Uit een grootschalige studie van Komaroff en kollega's blijkt dat
de spektrale samenhang (samenhang tussen verschillende
hersengolven tijdens een EEG)
duidelijk afwijken van gezonde mensen, maar belangrijke nog, ook van depressieve mensen.
De afwijkingen duiden met name op afwijkingen in de temporale kwabben (figuur, groen).
Uiteraard blijft ME/CVS in de ogen van sommigen medisch onverklaarbaar en
uiteraard is ook deze afwijking met gedrags-en-oefentherapie te verhelpen...
EEG spectral coherence data distinguish chronic fatigue syndrome patients from healthy controls and depressed patients - A case control study.
BMC Neurology 2011, 11:82. doi:10.1186/1471-2377-11-82.
Duffy FH, McAnulty GB, McCreary MC, Cuchural GJ, Komaroff AL.
Published: 1 July 2011
Previous studies suggest
central nervous system involvement in chronic fatigue syndrome (CFS),
yet there are no established diagnostic criteria.
CFS may be difficult to differentiate from clinical depression.
The study's objective was
to determine if spectral coherence,
a computational derivative of spectral analysis of the electroencephalogram (EEG),
could distinguish patients with CFS from healthy control subjects and
not erroneously classify depressed patients as having CFS.
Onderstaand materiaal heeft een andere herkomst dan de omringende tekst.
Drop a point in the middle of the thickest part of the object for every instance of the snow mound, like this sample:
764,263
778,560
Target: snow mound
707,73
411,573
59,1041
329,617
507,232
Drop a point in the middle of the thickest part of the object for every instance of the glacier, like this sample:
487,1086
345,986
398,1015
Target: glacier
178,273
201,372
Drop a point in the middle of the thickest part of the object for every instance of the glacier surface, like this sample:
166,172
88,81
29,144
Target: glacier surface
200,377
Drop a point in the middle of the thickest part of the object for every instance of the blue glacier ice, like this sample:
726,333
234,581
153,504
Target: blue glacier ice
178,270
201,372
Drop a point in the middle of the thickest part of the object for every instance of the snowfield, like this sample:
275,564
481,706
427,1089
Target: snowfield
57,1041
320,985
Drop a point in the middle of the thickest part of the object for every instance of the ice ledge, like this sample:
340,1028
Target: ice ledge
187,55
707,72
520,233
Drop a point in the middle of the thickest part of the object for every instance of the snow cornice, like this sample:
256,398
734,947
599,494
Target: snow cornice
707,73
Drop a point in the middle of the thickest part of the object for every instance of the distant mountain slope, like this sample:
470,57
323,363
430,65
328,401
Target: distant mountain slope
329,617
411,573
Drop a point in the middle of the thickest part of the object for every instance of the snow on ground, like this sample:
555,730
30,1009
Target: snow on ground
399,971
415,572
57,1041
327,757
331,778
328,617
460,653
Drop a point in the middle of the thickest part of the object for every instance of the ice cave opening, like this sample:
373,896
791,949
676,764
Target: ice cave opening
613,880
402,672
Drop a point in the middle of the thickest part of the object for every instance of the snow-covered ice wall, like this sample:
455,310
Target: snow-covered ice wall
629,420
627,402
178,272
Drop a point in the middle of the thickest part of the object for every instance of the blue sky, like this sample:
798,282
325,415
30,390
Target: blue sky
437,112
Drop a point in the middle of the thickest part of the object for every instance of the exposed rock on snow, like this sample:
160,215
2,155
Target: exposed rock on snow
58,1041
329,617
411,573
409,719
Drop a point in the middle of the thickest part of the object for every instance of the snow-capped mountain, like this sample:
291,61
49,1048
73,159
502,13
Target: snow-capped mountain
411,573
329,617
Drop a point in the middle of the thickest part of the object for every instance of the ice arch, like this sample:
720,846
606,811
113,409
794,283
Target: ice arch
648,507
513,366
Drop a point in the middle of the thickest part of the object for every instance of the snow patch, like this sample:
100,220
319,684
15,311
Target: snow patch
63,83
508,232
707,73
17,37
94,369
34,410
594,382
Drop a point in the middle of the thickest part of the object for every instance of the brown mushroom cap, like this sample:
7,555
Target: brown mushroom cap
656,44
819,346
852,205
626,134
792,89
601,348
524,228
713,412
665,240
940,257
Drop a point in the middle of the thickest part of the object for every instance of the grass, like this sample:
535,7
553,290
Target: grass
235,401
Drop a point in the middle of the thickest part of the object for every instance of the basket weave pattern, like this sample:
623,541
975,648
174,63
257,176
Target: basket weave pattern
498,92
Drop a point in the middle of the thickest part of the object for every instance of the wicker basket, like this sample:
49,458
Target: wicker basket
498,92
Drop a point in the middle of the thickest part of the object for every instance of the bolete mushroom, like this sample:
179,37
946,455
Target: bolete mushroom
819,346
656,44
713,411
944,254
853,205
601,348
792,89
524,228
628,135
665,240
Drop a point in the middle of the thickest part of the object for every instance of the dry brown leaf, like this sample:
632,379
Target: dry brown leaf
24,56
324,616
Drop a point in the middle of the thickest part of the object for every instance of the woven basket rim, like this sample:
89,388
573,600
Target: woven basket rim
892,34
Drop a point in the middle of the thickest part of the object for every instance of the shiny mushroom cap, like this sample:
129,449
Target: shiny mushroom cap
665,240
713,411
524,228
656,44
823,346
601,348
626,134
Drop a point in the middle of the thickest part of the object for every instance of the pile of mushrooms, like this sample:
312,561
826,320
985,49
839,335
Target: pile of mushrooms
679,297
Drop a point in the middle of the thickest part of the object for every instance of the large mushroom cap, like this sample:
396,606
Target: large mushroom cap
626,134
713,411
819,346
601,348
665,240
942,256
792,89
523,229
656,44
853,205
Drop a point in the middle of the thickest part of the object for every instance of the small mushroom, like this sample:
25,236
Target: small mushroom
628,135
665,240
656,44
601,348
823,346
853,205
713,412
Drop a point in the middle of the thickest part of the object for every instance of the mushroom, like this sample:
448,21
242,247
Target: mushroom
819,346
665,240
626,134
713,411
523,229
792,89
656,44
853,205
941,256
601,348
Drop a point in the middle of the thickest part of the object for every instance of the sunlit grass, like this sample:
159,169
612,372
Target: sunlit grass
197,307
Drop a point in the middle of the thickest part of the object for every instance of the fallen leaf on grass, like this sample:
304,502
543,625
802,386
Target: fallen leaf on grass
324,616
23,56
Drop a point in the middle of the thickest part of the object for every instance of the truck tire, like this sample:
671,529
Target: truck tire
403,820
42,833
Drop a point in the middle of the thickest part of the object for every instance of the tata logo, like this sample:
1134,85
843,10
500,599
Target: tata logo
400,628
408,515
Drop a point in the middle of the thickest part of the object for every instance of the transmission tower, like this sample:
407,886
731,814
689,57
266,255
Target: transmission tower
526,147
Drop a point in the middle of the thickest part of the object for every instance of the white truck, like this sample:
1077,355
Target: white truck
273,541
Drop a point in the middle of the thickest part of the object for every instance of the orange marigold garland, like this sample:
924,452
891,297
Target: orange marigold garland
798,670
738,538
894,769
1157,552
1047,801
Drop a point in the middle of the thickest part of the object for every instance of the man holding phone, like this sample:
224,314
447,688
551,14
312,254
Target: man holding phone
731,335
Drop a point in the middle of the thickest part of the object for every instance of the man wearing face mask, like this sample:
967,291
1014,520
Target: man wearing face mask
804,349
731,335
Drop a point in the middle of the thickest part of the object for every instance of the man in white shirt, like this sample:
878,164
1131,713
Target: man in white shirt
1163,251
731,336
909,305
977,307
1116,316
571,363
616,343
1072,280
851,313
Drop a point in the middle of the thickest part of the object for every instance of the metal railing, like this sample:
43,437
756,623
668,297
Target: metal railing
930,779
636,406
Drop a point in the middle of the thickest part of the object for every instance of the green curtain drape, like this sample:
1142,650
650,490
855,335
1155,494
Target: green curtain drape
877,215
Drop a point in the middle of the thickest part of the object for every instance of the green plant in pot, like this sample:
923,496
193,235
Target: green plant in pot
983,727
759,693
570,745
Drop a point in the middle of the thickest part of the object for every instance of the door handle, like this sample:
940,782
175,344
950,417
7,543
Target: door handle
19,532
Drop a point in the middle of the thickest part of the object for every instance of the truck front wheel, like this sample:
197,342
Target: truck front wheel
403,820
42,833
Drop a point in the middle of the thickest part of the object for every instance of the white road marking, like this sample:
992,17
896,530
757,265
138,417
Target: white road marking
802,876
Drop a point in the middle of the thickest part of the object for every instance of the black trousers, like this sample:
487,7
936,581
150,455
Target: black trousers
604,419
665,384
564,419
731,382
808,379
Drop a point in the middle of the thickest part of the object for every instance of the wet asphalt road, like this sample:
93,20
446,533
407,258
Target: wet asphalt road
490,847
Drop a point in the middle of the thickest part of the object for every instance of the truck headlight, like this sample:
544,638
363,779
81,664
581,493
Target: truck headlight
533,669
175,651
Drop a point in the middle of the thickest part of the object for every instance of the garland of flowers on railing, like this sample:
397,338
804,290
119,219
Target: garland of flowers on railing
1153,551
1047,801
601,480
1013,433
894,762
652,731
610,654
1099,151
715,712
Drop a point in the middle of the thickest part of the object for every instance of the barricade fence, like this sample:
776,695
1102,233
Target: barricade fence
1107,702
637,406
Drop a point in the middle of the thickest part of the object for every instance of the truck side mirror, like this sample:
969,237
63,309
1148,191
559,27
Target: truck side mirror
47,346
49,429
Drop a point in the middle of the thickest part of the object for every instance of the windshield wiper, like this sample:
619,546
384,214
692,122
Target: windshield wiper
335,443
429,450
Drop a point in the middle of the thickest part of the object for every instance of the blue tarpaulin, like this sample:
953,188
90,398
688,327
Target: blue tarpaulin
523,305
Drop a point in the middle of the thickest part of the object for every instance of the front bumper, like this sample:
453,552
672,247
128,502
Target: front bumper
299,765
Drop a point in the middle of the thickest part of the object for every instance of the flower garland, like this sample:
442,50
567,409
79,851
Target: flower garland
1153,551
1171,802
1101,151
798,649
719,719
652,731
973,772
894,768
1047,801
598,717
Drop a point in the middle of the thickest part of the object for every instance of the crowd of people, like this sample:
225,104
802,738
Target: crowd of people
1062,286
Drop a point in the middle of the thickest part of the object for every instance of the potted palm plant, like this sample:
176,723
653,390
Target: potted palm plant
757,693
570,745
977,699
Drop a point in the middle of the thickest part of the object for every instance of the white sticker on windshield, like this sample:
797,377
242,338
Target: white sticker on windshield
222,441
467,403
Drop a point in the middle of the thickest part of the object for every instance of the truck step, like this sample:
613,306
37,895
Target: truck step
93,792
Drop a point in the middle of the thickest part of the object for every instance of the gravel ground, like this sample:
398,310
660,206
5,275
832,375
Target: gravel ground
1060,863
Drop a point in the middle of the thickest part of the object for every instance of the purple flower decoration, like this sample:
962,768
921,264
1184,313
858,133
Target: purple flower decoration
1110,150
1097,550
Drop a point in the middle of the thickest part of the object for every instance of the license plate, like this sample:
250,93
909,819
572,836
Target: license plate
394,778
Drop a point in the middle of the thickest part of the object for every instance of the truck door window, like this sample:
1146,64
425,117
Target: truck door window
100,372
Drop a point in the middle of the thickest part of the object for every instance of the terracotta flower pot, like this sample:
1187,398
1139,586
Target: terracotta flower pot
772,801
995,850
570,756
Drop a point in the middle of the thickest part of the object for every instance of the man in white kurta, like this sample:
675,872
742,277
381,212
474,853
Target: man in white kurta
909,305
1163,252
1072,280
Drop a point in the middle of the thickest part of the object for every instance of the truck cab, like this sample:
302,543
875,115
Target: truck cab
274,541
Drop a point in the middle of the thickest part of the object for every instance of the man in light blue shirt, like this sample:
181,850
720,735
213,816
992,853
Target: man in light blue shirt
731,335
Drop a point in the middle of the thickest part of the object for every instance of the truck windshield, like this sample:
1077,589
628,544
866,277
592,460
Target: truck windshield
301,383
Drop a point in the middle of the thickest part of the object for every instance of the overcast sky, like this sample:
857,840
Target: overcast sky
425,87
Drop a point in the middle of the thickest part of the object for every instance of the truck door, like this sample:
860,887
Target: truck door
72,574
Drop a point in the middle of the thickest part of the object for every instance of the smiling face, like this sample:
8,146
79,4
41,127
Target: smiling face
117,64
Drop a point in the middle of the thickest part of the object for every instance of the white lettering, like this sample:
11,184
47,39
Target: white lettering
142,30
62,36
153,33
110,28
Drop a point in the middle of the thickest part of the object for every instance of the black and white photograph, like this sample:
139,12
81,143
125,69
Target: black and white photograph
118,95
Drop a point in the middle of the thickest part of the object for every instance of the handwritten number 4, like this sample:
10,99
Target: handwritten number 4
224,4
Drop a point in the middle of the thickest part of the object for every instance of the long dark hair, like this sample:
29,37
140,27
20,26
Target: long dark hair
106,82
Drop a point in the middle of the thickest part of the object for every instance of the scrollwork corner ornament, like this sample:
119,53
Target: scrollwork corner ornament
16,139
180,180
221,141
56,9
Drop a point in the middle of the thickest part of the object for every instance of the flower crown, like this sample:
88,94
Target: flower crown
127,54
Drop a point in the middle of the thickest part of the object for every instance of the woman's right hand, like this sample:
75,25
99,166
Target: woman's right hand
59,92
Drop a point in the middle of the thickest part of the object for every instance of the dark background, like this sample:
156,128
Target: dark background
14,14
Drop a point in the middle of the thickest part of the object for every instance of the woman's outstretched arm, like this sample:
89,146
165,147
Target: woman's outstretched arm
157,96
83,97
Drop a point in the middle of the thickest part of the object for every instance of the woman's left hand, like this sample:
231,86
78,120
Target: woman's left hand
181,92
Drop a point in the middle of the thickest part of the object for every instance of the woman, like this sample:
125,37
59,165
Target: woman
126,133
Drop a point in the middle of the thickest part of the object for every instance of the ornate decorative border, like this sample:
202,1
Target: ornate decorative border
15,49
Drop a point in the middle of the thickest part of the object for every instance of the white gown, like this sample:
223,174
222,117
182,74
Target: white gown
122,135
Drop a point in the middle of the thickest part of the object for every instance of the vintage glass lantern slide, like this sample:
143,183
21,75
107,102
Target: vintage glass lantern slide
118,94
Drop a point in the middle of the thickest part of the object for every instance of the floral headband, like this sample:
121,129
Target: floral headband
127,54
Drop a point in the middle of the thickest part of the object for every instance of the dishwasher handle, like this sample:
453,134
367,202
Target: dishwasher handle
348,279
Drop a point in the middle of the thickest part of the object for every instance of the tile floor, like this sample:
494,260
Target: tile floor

This is a study, conducted in
an academic medical center electroencephalography laboratory, of 632 subjects:
390 healthy normal controls, 70 patients with carefully defined CFS,
24 with major depression, and 148 with general fatigue.
Aside from fatigue, all patients were medically healthy by history and examination.
EEGs were obtained and spectral coherences calculated after extensive artifact removal.
Principal Components Analysis identified coherence factors and corresponding factor loading patterns.
Discriminant analysis determined whether spectral coherence factors
could reliably discriminate CFS patients from healthy control subjects
without misclassifying depression as CFS.
Analysis of EEG coherence data from
a large sample (n=632) of patients and healthy controls
identified 40 factors
explaining 55.6% total variance.
Factors showed highly significant group differentiation (p<.0004)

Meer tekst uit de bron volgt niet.